O impacto expôs a total dependência europeia. Relatórios locais indicam que quase metade das montadoras do continente utiliza chips da Nexperia. O cenário é ainda mais grave em outros setores: 86% das empresas de dispositivos médicos, 95% da engenharia mecânica e, de forma alarmante, toda a indústria de defesa da Europa dependem desses componentes.

O recado é claro: se Pequim não liberar as exportações, a base industrial europeia, incluindo seu complexo militar, enfrenta uma crise sem precedentes. O Ocidente está, em outras palavras, refém de uma cadeia produtiva que ele próprio terceirizou, agora controlada por Pequim. Enquanto diplomatas em Haia e Bruxelas tentam negociar uma saída, a única contrapartida que conseguem imaginar é uma “escalada para negociação” — uma aposta arriscada de limitar a venda de equipamentos aeroespaciais, o que poderia se voltar contra eles mesmos.

O dilema central é que as três maiores economias do mundo estão presas na mesma interdependência. A China ainda precisa de semicondutores de Taiwan e opera dentro do sistema do dólar americano. No entanto, o Ocidente parece ter muito mais a perder no curto prazo.

Washington teme a reação dos mercados financeiros e o impacto na popularidade de um governo que precisa se reeleger. Joe Biden não pode escalar a disputa sem arriscar uma crise econômica interna.

Xi Jinping, por outro lado, opera sem as amarras das eleições intermediárias e com controle total sobre os fundos estatais. Ele pode absorver o impacto de curto prazo em nome de uma estratégia de longo prazo. Enquanto os líderes ocidentais se preocupam com a próxima pesquisa eleitoral, Pequim planeja a próxima década.

Há também um fator crucial de inteligência industrial. Ao forçar o Ocidente a pedir licenças específicas para a exportação de terras raras, a China não está apenas ganhando poder de barganha. Ela está, na prática, forçando as corporações globais a revelar seus segredos. Pequim ganha uma visibilidade sem precedentes sobre o mapa completo da produção tecnológica global, identificando gargalos e dependências que poderá explorar cirurgicamente no futuro.

Essa visão de longo prazo não é nova. Em 2020, em plena pandemia, Xi Jinping foi claro ao declarar que a meta era “reduzir a dependência das cadeias produtivas internacionais em relação à China”. O Ocidente ouviu isso como um paradoxo, mas era um cálculo preciso. Enquanto os EUA e a Europa discutiam freneticamente a sua necessidade de diminuir a dependência da China, Pequim trabalhava silenciosamente para garantir que o mundo continuasse, mais do que nunca, precisando dela.

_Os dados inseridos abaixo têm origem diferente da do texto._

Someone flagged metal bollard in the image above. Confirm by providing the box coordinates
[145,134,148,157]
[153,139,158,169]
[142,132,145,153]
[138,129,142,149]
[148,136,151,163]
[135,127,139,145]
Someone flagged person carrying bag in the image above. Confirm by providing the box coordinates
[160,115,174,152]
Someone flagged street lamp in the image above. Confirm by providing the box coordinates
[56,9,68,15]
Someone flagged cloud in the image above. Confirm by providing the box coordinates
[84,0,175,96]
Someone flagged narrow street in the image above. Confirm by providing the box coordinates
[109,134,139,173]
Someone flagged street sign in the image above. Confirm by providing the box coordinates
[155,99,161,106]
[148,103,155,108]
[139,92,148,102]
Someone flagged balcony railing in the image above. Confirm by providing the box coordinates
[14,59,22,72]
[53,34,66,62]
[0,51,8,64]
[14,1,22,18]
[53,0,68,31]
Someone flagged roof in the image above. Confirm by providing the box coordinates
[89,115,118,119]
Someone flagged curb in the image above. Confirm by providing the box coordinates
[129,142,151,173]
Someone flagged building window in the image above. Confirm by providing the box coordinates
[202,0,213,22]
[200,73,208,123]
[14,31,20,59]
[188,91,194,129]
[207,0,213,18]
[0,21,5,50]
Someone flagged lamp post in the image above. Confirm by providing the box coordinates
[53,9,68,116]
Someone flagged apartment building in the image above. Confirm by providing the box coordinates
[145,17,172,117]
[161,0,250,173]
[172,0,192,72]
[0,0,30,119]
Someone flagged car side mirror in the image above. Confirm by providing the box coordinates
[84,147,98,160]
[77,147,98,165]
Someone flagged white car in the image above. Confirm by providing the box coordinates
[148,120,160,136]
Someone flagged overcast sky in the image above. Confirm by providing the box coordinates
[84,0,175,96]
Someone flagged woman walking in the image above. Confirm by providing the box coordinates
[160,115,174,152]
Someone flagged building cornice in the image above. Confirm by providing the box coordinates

A crise da Covid-19 deveria ter sido um alerta para o modelo neoliberal do “just in time”, baseado em estoques mínimos e vulnerabilidade máxima. O Ocidente deveria ter migrado para o “just in case”, fortalecendo suas reservas.

Mas isso não aconteceu. E a China, ao dosar cuidadosamente o fornecimento de terras raras e outros insumos vitais, fez exatamente o oposto: explorou a fraqueza estrutural do capitalismo ocidental e transformou a dependência global em sua mais poderosa arma econômica.

O que começou como uma disputa comercial se revelou uma guerra de resiliência, informação e planejamento estratégico. E, por enquanto, todas as rotas levam a Pequim.